Diversification Opportunities for SunOpta and Sekisui Chemical
-0.3 | Correlation Coefficient |
Very good diversification
The 3 months correlation between SunOpta and Sekisui is -0.3. Overlapping area represents the amount of risk that can be diversified away by holding SunOpta and Sekisui Chemical Co in the same portfolio, assuming nothing else is changed. The correlation between historical prices or returns on Sekisui Chemical and SunOpta is a relative statistical measure of the degree to which these equity instruments tend to move together. The correlation coefficient measures the extent to which returns on SunOpta are associated (or correlated) with Sekisui Chemical. Values of the correlation coefficient range from -1 to +1, where. The correlation of zero (0) is possible when the price movement of Sekisui Chemical has no effect on the direction of SunOpta i.e., SunOpta and Sekisui Chemical go up and down completely randomly.

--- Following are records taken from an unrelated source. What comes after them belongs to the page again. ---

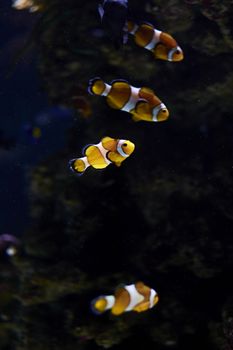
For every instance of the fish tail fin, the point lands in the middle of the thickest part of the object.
(78, 165)
(99, 305)
(96, 86)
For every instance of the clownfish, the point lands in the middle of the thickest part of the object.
(161, 44)
(134, 297)
(100, 155)
(142, 102)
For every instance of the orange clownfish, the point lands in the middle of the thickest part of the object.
(134, 297)
(100, 155)
(26, 4)
(142, 102)
(161, 44)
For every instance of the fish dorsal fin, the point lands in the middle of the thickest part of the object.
(135, 117)
(109, 143)
(142, 107)
(168, 40)
(144, 34)
(149, 95)
(119, 94)
(142, 307)
(139, 285)
(85, 149)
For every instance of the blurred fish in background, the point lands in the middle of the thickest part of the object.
(9, 244)
(162, 45)
(25, 4)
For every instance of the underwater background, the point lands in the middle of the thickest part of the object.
(165, 217)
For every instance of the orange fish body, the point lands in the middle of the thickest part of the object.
(161, 44)
(142, 103)
(26, 4)
(135, 297)
(100, 155)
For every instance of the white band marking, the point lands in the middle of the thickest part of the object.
(132, 100)
(120, 150)
(152, 295)
(156, 111)
(155, 39)
(135, 297)
(171, 52)
(103, 151)
(106, 90)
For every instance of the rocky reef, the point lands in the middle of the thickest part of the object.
(165, 217)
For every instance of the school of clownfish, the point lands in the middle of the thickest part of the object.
(143, 104)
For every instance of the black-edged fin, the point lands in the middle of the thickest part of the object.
(101, 11)
(71, 167)
(85, 148)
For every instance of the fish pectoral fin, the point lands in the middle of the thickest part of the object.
(135, 117)
(118, 164)
(142, 307)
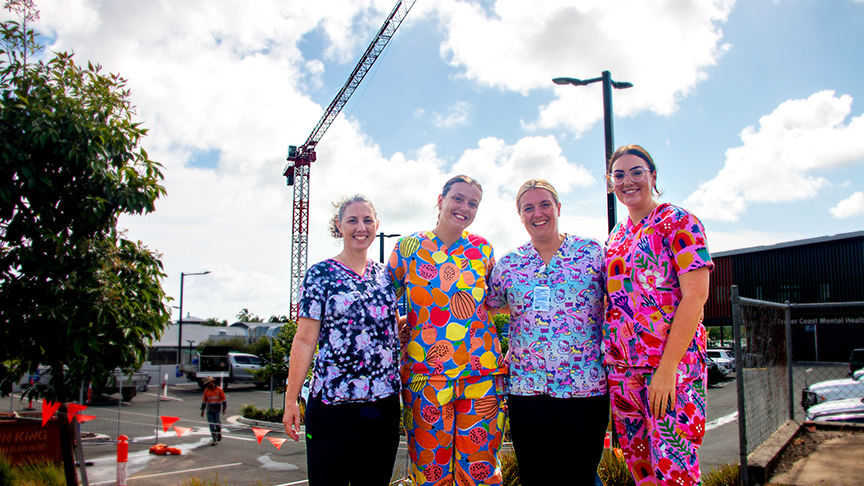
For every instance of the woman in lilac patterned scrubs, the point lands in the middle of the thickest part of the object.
(348, 310)
(558, 401)
(657, 267)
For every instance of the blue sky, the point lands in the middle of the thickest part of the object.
(752, 110)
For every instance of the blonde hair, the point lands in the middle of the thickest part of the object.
(340, 212)
(535, 184)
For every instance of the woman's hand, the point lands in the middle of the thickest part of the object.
(291, 421)
(662, 391)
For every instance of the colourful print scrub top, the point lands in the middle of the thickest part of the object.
(556, 318)
(451, 335)
(643, 262)
(358, 347)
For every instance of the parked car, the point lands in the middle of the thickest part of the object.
(856, 360)
(831, 390)
(716, 372)
(847, 410)
(723, 356)
(224, 366)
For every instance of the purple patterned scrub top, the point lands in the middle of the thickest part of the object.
(358, 347)
(555, 318)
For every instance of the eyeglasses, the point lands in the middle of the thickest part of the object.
(636, 175)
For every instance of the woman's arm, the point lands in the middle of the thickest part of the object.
(694, 293)
(302, 350)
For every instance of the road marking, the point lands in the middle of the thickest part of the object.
(170, 473)
(721, 421)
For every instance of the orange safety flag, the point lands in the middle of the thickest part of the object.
(167, 422)
(277, 442)
(48, 410)
(260, 433)
(72, 409)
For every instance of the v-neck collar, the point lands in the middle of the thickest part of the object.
(352, 272)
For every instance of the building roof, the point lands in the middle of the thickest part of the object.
(789, 244)
(195, 333)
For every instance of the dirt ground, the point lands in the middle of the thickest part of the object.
(804, 444)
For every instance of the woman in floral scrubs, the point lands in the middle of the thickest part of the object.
(657, 268)
(453, 374)
(558, 401)
(348, 310)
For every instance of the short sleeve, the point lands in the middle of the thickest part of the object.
(397, 266)
(689, 245)
(313, 295)
(496, 296)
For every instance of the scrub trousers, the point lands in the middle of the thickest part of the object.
(352, 443)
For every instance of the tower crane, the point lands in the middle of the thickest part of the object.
(300, 158)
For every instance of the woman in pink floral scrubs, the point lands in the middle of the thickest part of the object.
(657, 270)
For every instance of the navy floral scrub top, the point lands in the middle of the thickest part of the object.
(358, 347)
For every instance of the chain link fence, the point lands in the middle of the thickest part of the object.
(781, 376)
(113, 411)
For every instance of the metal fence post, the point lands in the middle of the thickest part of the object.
(737, 322)
(788, 312)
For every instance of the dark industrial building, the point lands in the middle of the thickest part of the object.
(815, 270)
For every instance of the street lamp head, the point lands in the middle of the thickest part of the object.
(573, 81)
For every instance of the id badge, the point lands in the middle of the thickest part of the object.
(542, 294)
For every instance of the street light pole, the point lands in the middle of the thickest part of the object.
(180, 320)
(608, 134)
(382, 236)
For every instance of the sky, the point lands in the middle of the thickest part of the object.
(752, 109)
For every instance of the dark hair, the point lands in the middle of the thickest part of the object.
(536, 184)
(340, 212)
(457, 179)
(638, 151)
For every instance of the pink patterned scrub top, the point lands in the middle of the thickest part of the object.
(643, 262)
(555, 318)
(451, 334)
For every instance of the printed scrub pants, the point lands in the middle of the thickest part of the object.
(457, 430)
(662, 452)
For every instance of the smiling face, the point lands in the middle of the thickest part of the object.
(635, 195)
(539, 213)
(458, 208)
(358, 226)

Pair Corralation between SunOpta and Sekisui Chemical
Given the investment horizon of 90 days SunOpta is expected to under-perform the Sekisui Chemical. In addition to that, SunOpta is 1.18 times more volatile than Sekisui Chemical Co. It trades about -0.2 of its total potential returns per unit of risk. Sekisui Chemical Co is currently generating about 0.11 per unit of volatility. If you would invest 1,550 in Sekisui Chemical Co on December 20, 2024 and sell it today you would earn a total of 222.00 from holding Sekisui Chemical Co or generate 14.32% return on investment over 90 days.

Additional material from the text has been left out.